16. いるといない

 それからソルは、トルサと別れて自宅に戻った。セレスに何か言われるのではないかと不安になったが、そのセレスはどこにもいなかった。

 そのことにホッとしながらも、どこに出かけたのか気になり、ソルはソファーで横になっていたカーラに尋ねた。


「なあ、セレスはどうしたんだ?」

「えっ、セレス? さっき鬼の形相で出て行ったけど、ソルは見なかった?」

「セレスが鬼の形相!? そんなまさか! 腹でも壊したとか?」


 セレスは怒ったとしても、鬼の形相と言われるほど怒り狂うタイプではなかった。どちらかというと、静かに怒るイメージだ。だからこそ、カーラに鬼の形相と言わせる程の表情をしたセレスが少し心配になる。

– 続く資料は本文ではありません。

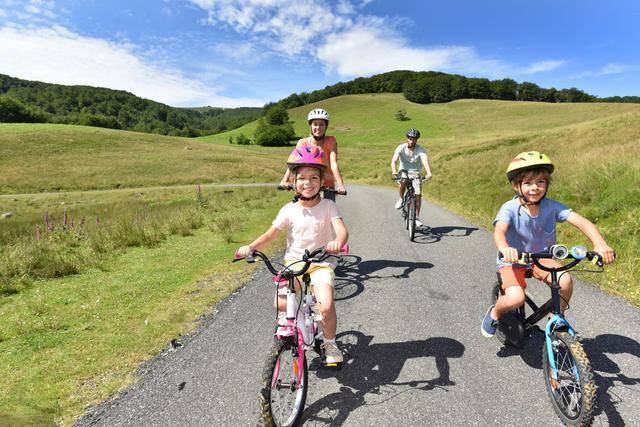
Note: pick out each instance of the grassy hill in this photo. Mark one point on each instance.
(596, 147)
(129, 304)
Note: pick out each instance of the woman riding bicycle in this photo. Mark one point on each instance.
(318, 120)
(412, 158)
(527, 223)
(311, 222)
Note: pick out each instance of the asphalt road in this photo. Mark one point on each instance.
(409, 322)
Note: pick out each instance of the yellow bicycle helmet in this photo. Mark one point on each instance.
(528, 160)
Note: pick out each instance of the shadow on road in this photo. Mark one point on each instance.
(427, 234)
(352, 272)
(606, 371)
(371, 371)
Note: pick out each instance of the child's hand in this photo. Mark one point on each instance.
(608, 255)
(509, 254)
(244, 251)
(333, 247)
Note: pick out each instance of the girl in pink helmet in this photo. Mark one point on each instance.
(310, 223)
(318, 120)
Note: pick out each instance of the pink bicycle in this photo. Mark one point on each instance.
(285, 374)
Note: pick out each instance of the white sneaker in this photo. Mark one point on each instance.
(332, 353)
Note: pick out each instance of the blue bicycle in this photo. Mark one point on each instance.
(567, 371)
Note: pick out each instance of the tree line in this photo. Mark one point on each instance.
(426, 87)
(32, 101)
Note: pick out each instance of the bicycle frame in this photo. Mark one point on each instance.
(553, 304)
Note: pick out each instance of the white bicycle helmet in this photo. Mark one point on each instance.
(318, 113)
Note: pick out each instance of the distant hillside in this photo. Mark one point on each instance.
(33, 101)
(426, 87)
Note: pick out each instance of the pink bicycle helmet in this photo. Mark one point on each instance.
(307, 155)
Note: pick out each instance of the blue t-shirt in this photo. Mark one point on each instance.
(531, 234)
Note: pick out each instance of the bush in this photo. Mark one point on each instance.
(273, 136)
(401, 115)
(242, 139)
(12, 111)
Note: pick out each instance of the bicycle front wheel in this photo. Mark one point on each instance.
(284, 385)
(411, 228)
(573, 393)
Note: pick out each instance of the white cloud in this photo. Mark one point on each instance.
(606, 70)
(544, 66)
(367, 50)
(57, 55)
(613, 68)
(338, 38)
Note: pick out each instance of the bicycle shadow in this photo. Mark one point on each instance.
(426, 234)
(371, 372)
(597, 350)
(352, 272)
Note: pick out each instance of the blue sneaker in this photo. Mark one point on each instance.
(489, 325)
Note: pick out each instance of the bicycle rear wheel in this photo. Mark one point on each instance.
(411, 222)
(284, 385)
(573, 393)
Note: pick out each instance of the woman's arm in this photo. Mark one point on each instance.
(333, 162)
(591, 231)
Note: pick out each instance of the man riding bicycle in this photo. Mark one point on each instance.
(412, 158)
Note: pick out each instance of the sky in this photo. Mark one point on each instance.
(230, 53)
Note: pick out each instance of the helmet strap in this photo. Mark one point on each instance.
(299, 196)
(526, 202)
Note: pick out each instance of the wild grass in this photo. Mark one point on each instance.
(75, 339)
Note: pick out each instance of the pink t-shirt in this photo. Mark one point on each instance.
(307, 228)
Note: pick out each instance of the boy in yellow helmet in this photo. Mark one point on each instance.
(527, 223)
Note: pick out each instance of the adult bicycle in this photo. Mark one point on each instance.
(285, 374)
(409, 201)
(567, 371)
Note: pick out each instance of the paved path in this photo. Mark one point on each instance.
(409, 321)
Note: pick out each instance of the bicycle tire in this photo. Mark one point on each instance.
(573, 401)
(411, 228)
(272, 392)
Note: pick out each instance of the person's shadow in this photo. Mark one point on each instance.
(606, 372)
(372, 370)
(351, 273)
(426, 234)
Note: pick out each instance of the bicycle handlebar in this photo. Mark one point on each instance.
(576, 253)
(406, 176)
(316, 255)
(290, 187)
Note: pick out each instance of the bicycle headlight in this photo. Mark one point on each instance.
(579, 252)
(559, 251)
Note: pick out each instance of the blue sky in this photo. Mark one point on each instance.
(247, 52)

 と、少し離れた所にいたいたレピオスが、大きなため息をついてソルの所にやって来た。


「唇が少し切れていますね。何かあったのですか?」

「へ? あ、ええっと、気付かなかったというか……。多分、塔に行った時、かな?」


 恐らく原因は先程ゼットと言い合った時に殴られたからだろう。けれども流石にそのことは言えず、ソルは咄嗟に誤魔化した。

 そんなソルを見て、レピオスは再び大きなため息を付く。そうしてレピオスがソルの頬に手をかざすと、回復魔法で一瞬のうちに違和感すら消えた。


「あまり、このような怪我をする行為を行わないでください」


 レピオスの言葉に、ソルは首を傾げる。


「いや、これぐらい大袈裟な……。これより酷い怪我だって、戦闘では日常茶飯事で……」

「そういう意味ではありません。はあ、これでは私の胃がいくつあっても足りません」

「胃? なんで?」


 ソルがそう言えば、レピオスは何度目かわからない大きなため息をついた。


「私は止めたんですけどね。はは。まあ、私には関係のない事ですから」

「えっ、マジで何!? 何かあったのか!?」

「別にあなただって私たちに秘密を言ってくれていないでしょう。それに比べたら、可愛い秘密ですよ」

「うっ……」


 確かに数日前、ソルは自分が命をかけた理由を言えないとレピオス達にいったばかりだった。それとこれとは話が別な気もするのだが、そう言われてしまえば何も言えなかった。


 それから暫くして、セレスは鬼の形相とは正反対の、満足そうな笑顔で帰ってきた。ソルが逃げた理由も特別何か聞かれる事もなく、少しだけソルはホッとした。そうしていつものように食事をし、寝る支度をして時が過ぎる。

 結局、レピオスのため息の意味も、セレスが鬼の形相をして出て行った理由も、ソルはわからなかった。けれども、それからの二人はいつも通りだった。

 レピオスに関してはわからないがら少なくともセレスは腹でも痛かっただけだろう。ソルはそんなことを思った。





 塔での事は、サマエルの死体の様子とセレスの考察を国に伝える事となった。国も国で、べへの行方を調査してくれる事となったという。

 けれども、捕まえる事は困難だろう。土に関する魔法が得意なべへは、砂嵐を起こしてすぐに逃げる。だから原作でも、べへと対面するイベントでは毎回逃げられていた。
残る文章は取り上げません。